Terminado todo este processo de justificação de achamento, posso dizer que ao contrário dos outros posts, desta vez vou tentar ser mais claro e directo e gostava de focar-me naquilo que nós, a generalidade do povo português, pode fazer, porque a mensagem monopolista (por culpa de todos) é o que o Governo, os políticos, os banqueiros, etc. podem fazer, enquanto que para os outros "99%" a única coisa que sobra é a sensação de verdadeira ou aparente impotência e as duas "armas" do voto e da contestação, de eficácia reduzida a nula.

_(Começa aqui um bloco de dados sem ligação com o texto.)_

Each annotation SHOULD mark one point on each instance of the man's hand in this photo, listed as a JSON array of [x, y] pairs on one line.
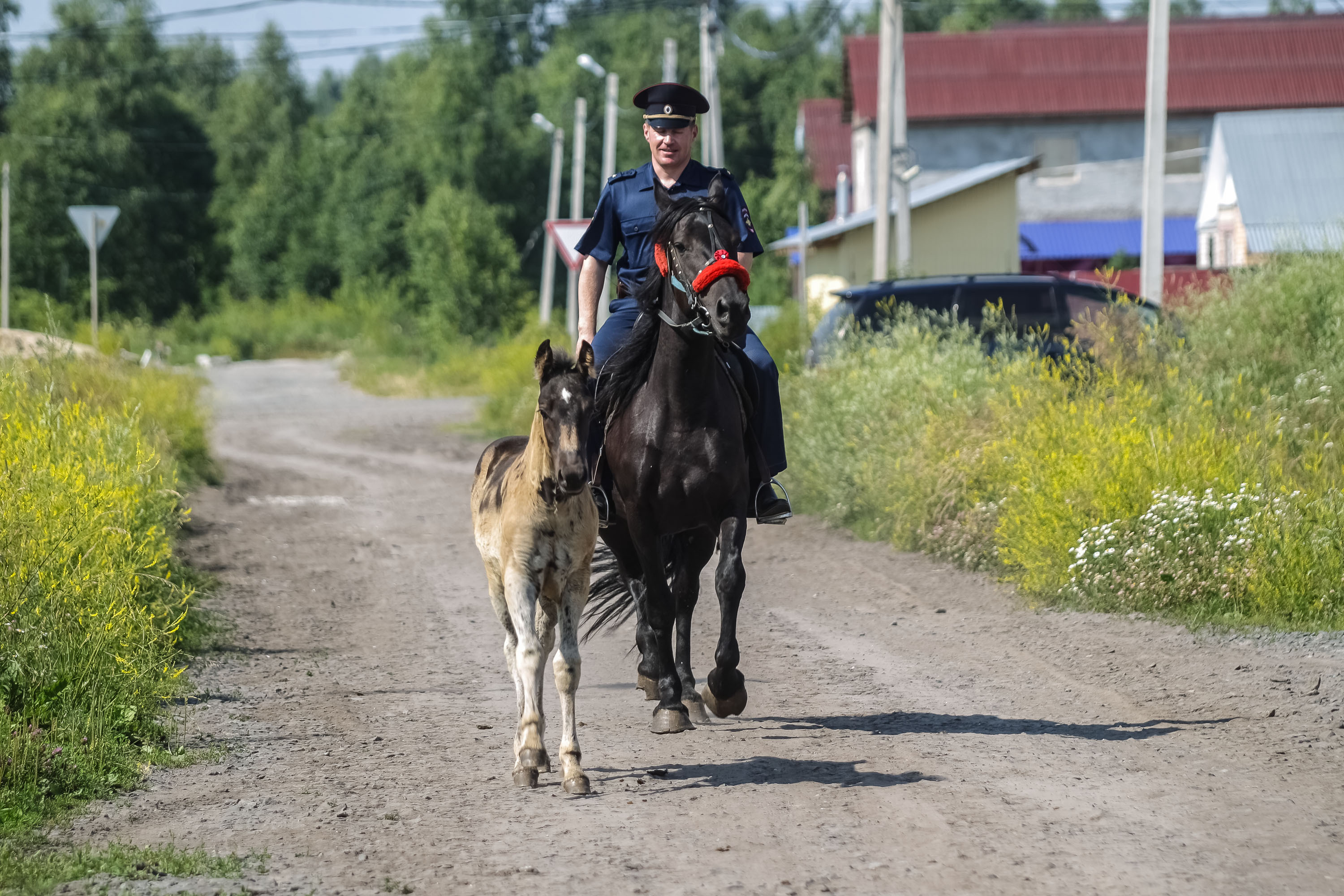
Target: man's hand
[[592, 276]]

PS1: Depois de escrever cerca de metade do texto admito que aquilo que ia ser um filme teve que ser transformado numa série de episódios porque de outra forma não seria realista, mesmo para mim, esperar que alguém, sem ser pago para isso, conseguisse ler tudo.

Depois desta introdução, comecemos pelo diagnóstico actual...

PS2: Pá eu acho que sou uma indescritível besta! Não é que ao fazer algo tão banal para qualquer blogger que se preze, ou vá admitamos para qualquer pessoa que esteja a viver no século XXI, como dividir um post em várias partes, consegui a incrível proeza de apagar tudo menos a primeira parte? Cada vez que me lembro da quantidade de referências, links, etc. perdidos desato à cabeçada às paredes. Devo anunciar a todos que daqui para a frente serei uma pessoa um pouco diferente devido à quantidade de neurónios destruídos no processo.

PS3: Apesar de querer reconstruir o post, a verdade é que ainda não voltei a escrever mais nada e à medida que o tempo passa, a tentação de simplesmente deixar isto cair se torna maior. Decidi não deixar a frustração e a passividade ganharem, talvez por simples teimosia ou talvez porque acho que ainda tenho bastante para partilhar, e então publico agora esta primeira parte para me forçar a dar-lhe sequência em breve. Não será algo tão fundamentado como o original e demorará algum tempo para ser tudo (re)escrito mas a mensagem será a mesma e o mais importante neste momento é publicar.